CHART 35-1 Special Pediatric Considerations in Terrorism and Disaster Preparedness
Children Are More Vulnerable Than Adults
Children are particularly vulnerable to aerosolized biologic or chemical agents because they may breathe more times per minute than adults and they would get relatively larger doses of the substance in the same period of time. Also, because some such agents (e.g., sarin and chlorine) are heavier than air, they accumulate close to the ground (i.e., right in the breathing zone of children).
Children are more vulnerable to agents that act on or through the skin because their skin is thinner and they have a larger surface-to-mass ratio than adults.
Children are more vulnerable to the effects of agents that produce vomiting or diarrhea because they have less fluid reserve than adults, increasing the risk of rapid dehydration.
Children have smaller circulating blood volumes than do adults; without rapid intervention, relatively small amounts of blood loss can quickly tip the physiologic scale from reversible shock to profound, irreversible shock or death.
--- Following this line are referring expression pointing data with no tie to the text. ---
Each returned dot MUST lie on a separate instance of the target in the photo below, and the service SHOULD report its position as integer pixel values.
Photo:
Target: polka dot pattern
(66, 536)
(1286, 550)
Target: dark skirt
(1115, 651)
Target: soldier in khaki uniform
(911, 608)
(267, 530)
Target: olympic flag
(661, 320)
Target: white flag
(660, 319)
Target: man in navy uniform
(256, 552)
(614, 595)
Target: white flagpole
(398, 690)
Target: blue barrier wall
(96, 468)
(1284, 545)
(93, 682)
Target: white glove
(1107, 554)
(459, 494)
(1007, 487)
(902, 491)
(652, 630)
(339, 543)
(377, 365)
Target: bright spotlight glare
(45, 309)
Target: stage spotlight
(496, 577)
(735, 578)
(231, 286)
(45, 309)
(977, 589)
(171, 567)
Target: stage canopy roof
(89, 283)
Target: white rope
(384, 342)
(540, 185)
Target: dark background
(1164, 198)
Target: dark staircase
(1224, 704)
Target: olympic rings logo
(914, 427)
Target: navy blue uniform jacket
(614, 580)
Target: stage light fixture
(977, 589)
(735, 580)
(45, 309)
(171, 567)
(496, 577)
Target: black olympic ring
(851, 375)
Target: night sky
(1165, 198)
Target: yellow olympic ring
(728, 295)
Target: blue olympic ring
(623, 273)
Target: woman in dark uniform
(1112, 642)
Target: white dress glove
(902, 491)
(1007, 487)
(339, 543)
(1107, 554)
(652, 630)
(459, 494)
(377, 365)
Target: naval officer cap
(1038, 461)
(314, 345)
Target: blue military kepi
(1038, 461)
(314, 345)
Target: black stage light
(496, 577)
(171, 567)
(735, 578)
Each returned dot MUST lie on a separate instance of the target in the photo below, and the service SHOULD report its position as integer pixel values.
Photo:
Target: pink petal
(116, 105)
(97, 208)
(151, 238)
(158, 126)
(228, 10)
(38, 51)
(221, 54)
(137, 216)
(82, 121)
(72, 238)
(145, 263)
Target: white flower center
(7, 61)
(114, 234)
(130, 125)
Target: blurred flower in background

Children have significant developmental vulnerabilities not shared by adults. Infants, toddlers, and young children do not have the motor skills to escape from the site of a chemical, biologic, or other terrorist incident. Even if they are able to walk, young children may not have the cognitive ability to figure out how to flee from danger or to follow directions from others.
Children are more susceptible to the effects of radiation exposure because they have a relatively greater minute ventilation compared with adults. They are likely to have greater exposure to radioactive gases, and because nuclear fallout quickly settles to the ground, children are exposed to a higher concentration of radioactive material because they are closer to the ground.